The internet already has beautiful things in it that were built out of love. Free coding education for kids. Open-source video editors. Someone’s incredibly detailed home-brewing app with no monetization plan whatsoever. Artists making interactive experiences because they wanted to see if they could. These things exist because someone cared more about making the thing than making money from the thing. I think that ratio is about to shift dramatically in favor of the people who just want to make something good.

I’m not saying we should all stop paying for Salesforce (we should probably keep paying for Salesforce, there’s a reason that thing costs what it costs). I’m saying the category of software that was previously not worth building because it wasn’t commercial enough to justify the cost, that category just got a lot more interesting.

What’s in that category? Things like:

  • An app that helps beginning judo students understand the concepts behind a throw, not just the mechanics, because judo is where I learned confidence and discipline and I want other kids to find that
  • A private family memory vault (not Instagram, not Facebook, not anything with an algorithm deciding what matters), just a place where the people who love my son can send photos and stories somewhere safe, for him to open when he’s older (Maybe I’ll turn this into something?)
  • A system that reminds companies to send their employees gifts on the days that actually matter to them, because I know from running a company that it fills the cup of the person giving just as much as the person receiving (Thankscrate, if you’re curious, and yes, that one is turning into something real, but that is genuinely not why I built it)

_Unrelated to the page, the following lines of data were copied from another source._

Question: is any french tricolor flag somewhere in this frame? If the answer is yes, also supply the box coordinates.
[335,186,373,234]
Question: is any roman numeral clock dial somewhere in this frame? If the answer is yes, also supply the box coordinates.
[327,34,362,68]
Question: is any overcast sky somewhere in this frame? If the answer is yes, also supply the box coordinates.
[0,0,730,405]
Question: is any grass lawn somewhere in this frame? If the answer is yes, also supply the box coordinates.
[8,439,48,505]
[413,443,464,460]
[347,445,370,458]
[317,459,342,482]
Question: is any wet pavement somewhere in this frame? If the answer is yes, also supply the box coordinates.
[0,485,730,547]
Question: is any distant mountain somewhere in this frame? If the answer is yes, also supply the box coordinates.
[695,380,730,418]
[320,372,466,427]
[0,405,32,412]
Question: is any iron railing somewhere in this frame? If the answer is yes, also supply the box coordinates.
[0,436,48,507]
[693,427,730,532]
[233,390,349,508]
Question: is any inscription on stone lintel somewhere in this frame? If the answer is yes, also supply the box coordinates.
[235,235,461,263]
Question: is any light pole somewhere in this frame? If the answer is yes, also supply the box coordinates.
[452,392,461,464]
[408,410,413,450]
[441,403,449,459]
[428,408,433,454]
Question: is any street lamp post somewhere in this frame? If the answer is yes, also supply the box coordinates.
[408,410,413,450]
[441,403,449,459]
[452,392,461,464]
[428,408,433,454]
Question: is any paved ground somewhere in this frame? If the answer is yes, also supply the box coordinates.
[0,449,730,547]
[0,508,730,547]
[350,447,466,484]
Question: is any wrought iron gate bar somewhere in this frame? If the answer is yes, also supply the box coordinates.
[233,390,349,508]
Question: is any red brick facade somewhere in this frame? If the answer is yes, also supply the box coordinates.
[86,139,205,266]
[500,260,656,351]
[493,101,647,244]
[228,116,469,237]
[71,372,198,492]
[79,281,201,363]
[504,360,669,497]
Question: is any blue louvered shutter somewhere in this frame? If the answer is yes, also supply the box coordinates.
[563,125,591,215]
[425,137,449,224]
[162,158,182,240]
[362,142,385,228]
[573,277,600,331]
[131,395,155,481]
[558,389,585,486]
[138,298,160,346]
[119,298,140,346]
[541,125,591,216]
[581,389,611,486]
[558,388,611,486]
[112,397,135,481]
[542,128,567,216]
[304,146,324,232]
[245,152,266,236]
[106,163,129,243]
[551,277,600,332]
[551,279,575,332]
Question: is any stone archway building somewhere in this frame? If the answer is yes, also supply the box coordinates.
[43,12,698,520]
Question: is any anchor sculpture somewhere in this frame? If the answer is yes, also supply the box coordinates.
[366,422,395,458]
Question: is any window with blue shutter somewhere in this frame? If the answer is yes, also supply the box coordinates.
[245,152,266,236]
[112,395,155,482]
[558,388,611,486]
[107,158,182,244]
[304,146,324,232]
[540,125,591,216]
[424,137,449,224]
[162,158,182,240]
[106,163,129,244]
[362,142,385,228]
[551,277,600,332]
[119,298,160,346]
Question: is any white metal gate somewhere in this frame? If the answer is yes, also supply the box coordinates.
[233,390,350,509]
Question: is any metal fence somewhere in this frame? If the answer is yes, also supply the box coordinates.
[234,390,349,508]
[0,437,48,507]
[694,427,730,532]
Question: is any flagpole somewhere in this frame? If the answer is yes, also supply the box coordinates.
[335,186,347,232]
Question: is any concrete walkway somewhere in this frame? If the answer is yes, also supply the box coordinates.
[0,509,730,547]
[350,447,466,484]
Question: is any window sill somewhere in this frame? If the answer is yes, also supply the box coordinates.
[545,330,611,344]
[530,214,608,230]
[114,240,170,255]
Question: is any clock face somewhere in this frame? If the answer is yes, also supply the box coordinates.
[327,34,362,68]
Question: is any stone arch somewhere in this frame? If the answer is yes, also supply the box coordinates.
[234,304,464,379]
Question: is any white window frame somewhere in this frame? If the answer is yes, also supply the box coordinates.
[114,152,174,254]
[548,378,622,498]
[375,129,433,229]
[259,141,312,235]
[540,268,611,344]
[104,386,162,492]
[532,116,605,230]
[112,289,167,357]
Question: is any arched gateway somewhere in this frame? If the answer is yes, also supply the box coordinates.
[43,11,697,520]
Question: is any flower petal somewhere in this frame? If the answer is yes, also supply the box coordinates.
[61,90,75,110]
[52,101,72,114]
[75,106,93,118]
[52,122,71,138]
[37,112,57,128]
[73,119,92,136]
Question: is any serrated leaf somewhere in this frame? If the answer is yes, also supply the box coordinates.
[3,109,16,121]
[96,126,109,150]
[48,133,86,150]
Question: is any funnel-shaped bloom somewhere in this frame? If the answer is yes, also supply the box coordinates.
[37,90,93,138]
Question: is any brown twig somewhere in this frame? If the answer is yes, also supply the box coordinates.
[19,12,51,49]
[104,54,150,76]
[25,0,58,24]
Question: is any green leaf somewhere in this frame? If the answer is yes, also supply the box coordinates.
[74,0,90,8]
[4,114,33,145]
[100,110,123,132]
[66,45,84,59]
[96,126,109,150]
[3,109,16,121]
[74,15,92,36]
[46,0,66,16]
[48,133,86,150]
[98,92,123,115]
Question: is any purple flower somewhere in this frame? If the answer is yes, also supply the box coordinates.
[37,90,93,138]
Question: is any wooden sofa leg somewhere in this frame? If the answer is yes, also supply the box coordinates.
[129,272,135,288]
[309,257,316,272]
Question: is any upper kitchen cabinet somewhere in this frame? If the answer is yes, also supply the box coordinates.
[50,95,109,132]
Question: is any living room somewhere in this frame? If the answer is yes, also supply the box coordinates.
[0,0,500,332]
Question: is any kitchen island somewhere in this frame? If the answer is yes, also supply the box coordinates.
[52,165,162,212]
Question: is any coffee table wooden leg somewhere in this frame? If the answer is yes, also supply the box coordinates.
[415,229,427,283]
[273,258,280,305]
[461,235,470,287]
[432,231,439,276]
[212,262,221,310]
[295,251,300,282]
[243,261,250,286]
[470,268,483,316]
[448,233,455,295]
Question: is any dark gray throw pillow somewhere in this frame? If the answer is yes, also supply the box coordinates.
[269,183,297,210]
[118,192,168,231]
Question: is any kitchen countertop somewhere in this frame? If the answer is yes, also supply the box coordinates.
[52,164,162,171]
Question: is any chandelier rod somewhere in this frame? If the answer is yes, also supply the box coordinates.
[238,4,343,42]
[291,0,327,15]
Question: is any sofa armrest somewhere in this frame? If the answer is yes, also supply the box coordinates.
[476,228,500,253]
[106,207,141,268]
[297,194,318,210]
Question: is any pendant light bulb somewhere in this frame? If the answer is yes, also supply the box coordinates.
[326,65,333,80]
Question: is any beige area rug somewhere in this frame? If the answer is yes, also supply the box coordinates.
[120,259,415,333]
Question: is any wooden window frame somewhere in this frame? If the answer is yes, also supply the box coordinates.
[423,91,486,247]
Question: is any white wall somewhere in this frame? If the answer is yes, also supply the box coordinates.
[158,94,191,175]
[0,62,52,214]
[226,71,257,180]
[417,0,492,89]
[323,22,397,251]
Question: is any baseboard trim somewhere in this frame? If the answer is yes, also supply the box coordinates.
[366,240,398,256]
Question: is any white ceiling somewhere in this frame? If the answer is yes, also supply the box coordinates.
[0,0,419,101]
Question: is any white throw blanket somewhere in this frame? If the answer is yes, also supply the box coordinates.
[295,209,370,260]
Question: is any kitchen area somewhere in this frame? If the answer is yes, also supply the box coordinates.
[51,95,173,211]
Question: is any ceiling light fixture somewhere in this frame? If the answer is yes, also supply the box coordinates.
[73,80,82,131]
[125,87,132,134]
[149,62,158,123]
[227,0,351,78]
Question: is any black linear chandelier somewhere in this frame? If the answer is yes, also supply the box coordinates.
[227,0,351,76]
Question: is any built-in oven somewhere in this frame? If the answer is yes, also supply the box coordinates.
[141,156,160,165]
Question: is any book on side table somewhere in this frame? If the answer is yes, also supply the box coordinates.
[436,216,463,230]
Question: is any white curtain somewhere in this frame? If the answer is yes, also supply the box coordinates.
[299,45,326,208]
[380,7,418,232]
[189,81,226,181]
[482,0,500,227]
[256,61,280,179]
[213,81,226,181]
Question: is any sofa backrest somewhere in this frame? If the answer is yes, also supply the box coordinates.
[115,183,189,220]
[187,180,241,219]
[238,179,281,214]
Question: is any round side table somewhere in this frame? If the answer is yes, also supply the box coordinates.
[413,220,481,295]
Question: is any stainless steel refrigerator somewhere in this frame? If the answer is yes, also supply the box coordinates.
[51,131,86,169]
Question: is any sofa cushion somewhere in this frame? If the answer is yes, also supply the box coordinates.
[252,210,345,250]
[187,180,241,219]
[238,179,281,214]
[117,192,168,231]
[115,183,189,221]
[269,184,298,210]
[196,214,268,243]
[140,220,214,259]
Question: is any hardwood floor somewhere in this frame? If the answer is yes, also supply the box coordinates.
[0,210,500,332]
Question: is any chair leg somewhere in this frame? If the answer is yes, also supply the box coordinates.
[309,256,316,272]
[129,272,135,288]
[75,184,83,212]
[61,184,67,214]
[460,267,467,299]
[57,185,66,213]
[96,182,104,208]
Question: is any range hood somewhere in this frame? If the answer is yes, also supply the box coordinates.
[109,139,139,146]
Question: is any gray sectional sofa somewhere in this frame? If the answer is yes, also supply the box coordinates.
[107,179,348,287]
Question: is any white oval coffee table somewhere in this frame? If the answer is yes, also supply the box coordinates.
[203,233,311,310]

None of those were commercial ideas first. They were just things I cared about.

I think the most interesting software that gets built in the next few years won’t come from developers moving faster. It’ll come from people who previously had no path from “I care about this” to “I built something about this,” and now they do. Parents. Coaches. Teachers. The person in your office who could explain that one complicated process better than anyone and has always secretly wanted to turn it into something.

The stakes are low. The bar to launch is low. The cost is low. The only thing required is that you actually give a damn about what you’re building.

So… What do you give a damn about?

Go build it. I still sometimes have to count on my fingers, but I’m told the app helps.